Augusta University
Cardiology

New treatment options for blockages in the coronary arteries

Sean Javaheri, DO, FACP, FACC, FSCAI

In the early years of treating narrowing of the coronary arteries, the only option was balloon angioplasty, during which a balloon was inflated across a coronary stenosis to widen the opening of the blood vessel. While successful, complications of dissection and residual stenosis limited its long-term usefulness. The advent of bare metal stents (BMS) allowed for the successful treatment of complications associated with balloon angioplasty and prevented the need for emergency cardiac surgery in many patients. Unfortunately, BMS were prone to develop scar tissue inside of them (restenosis), hampering the long-term success of the procedure.

After BMS, a new type of stent was developed, which dramatically reduced the rate of restenosis. These stents are called drug-eluting stents (DES) and are coated with a medication to prevent scar tissue formation. DES revolutionized the field of interventional cardiology by dramatically reducing the rate of restenosis and allowed for the treatment of more complex lesions. Because of the success of DES, many patients who previously would have been referred for coronary artery bypass surgery were now able to undergo DES placement. Unfortunately, there remained a population of patients who, despite DES placement, continued to suffer from restenosis. These patients often have significant limitations in the quality of their lives, suffering from chest pain, difficulty breathing, fatigue and other symptoms of coronary artery disease. Many of these patients have had two or more stents placed to treat re-narrowing and have limited options to treat stent restenosis.

Because the stent is a permanent scaffold inside the blood vessel, repeated stenting can crowd the blood vessel and limits lumen size. While application of radiation therapy inside a stent (brachytherapy) is a treatment option for many of these patients at Augusta University Heart and Cardiovascular Services, a new generation of device has recently been approved by the U.S. Food and Drug Administration for the treatment of coronary stenosis.

This new device is a dissolvable stent, called a scaffold. It opens the blood vessel, then, over time, the scaffold dissolves and eventually leaves the blood vessel back to its normal state without a permanent implant. The first generation of this device is called the Absorb GT1 and was approved for use in the United States in July 2016. The Absorb GT1 scaffold is made up of polylactic acid (commonly used in medical devices) and provides a scaffold to treat a coronary stenosis. A potential advantage to this kind of stent includes dissolving over time, allowing for normal vasomotion of the coronary artery. Because it is not a permanent scaffold, it allows for future intervention or surgery, if needed, without a permanent stent.
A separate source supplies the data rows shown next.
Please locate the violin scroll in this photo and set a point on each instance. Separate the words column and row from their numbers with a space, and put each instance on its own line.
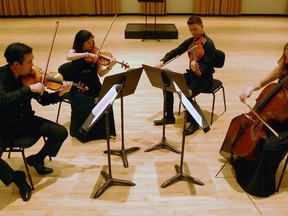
column 52, row 80
column 104, row 58
column 196, row 53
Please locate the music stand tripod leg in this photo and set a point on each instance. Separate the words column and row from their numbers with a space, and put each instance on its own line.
column 163, row 143
column 123, row 152
column 179, row 169
column 110, row 181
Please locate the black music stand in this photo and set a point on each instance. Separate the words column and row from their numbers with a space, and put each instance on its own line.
column 158, row 79
column 146, row 35
column 130, row 80
column 175, row 80
column 101, row 108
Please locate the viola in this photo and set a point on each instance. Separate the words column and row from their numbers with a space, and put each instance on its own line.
column 52, row 80
column 247, row 130
column 196, row 52
column 104, row 58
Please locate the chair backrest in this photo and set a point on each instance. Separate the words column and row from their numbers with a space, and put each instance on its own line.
column 66, row 70
column 219, row 58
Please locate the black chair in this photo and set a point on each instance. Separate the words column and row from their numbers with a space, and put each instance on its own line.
column 19, row 145
column 217, row 84
column 66, row 99
column 66, row 71
column 283, row 171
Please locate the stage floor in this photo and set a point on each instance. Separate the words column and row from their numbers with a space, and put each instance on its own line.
column 153, row 31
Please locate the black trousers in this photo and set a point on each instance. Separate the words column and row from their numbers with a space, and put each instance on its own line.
column 196, row 85
column 36, row 126
column 6, row 172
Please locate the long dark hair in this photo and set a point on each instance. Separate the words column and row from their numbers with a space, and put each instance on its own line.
column 16, row 51
column 80, row 38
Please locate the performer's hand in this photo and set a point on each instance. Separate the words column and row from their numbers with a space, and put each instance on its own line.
column 95, row 57
column 112, row 63
column 66, row 86
column 195, row 68
column 159, row 64
column 246, row 93
column 37, row 88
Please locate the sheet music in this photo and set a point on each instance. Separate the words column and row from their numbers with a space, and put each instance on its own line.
column 187, row 104
column 100, row 107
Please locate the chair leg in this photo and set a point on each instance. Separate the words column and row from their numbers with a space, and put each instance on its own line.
column 58, row 112
column 221, row 168
column 44, row 138
column 213, row 105
column 224, row 98
column 27, row 168
column 282, row 174
column 179, row 109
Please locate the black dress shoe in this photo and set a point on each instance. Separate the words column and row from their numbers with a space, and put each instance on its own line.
column 191, row 129
column 39, row 166
column 25, row 190
column 169, row 120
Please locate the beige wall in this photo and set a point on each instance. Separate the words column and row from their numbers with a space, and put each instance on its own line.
column 264, row 6
column 186, row 6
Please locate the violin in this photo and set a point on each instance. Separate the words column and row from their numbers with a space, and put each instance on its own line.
column 52, row 80
column 196, row 52
column 246, row 131
column 104, row 58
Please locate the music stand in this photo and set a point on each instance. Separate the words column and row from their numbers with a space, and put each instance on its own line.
column 101, row 108
column 130, row 80
column 158, row 79
column 175, row 80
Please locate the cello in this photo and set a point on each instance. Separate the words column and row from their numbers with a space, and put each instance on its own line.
column 246, row 131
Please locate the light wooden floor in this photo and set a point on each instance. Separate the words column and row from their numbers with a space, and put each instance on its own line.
column 252, row 46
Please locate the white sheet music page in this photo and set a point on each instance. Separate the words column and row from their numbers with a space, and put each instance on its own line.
column 187, row 104
column 108, row 99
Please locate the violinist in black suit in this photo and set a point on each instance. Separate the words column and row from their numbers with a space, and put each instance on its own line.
column 199, row 76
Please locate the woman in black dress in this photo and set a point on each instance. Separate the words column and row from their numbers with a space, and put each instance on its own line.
column 257, row 177
column 86, row 69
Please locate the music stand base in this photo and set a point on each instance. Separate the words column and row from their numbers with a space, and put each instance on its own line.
column 123, row 154
column 181, row 176
column 111, row 182
column 163, row 144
The device is also radiolucent and allows for the stent to be evaluated with a cardiac CT scan. It is not made of a metal or metal alloy, so X-ray imaging allows stent visualization without the metal inferring. This potentially prevents the need for a repeat cardiac catheterization in many patients.

There are some limitations to this new technology, which requires experienced and skilled physicians to perform the intervention. First, the scaffold is not a stent and requires careful preparation of the vessel prior to deployment in a way that differs from standard stent deployment. Second, the scaffold is nearly twice the thickness of a regular stent, which limits its use in small blood vessels.

There are three steps that the implanting physician must perform to assure adequate scaffold deployment. The interventional cardiologists at Augusta University Heart and Cardiovascular Services have a unique level of experience, making them well-equipped to provide this new therapy. The steps are as follows:

  1. Lesion preparation: This means that anything that will interfere with the optimal scaffold expansion must be treated. This is often calcification and often involves the use of an atherectomy technique. The use of atherectomy requires experience and a unique skill set to perform safely.
  2. Accurate vessel sizing: It has been shown that visual estimation of the vessel size is often inaccurate and intravascular imaging techniques are superior for accurate vessel sizing.
  3. Aggressive post-dilation of the scaffold to assure it is maximally apposed to the vessel wall with full expansion: We are excited about this new technology and feel our experience with intravascular imaging (used on 89 percent of our percutaneous coronary intervention cases), along with our experience with atherectomy (used in 11 percent of our cases), places us in a prime position to effectively utilize this new scaffold technology for the treatment of our patients with advanced and complex atherosclerotic coronary artery disease.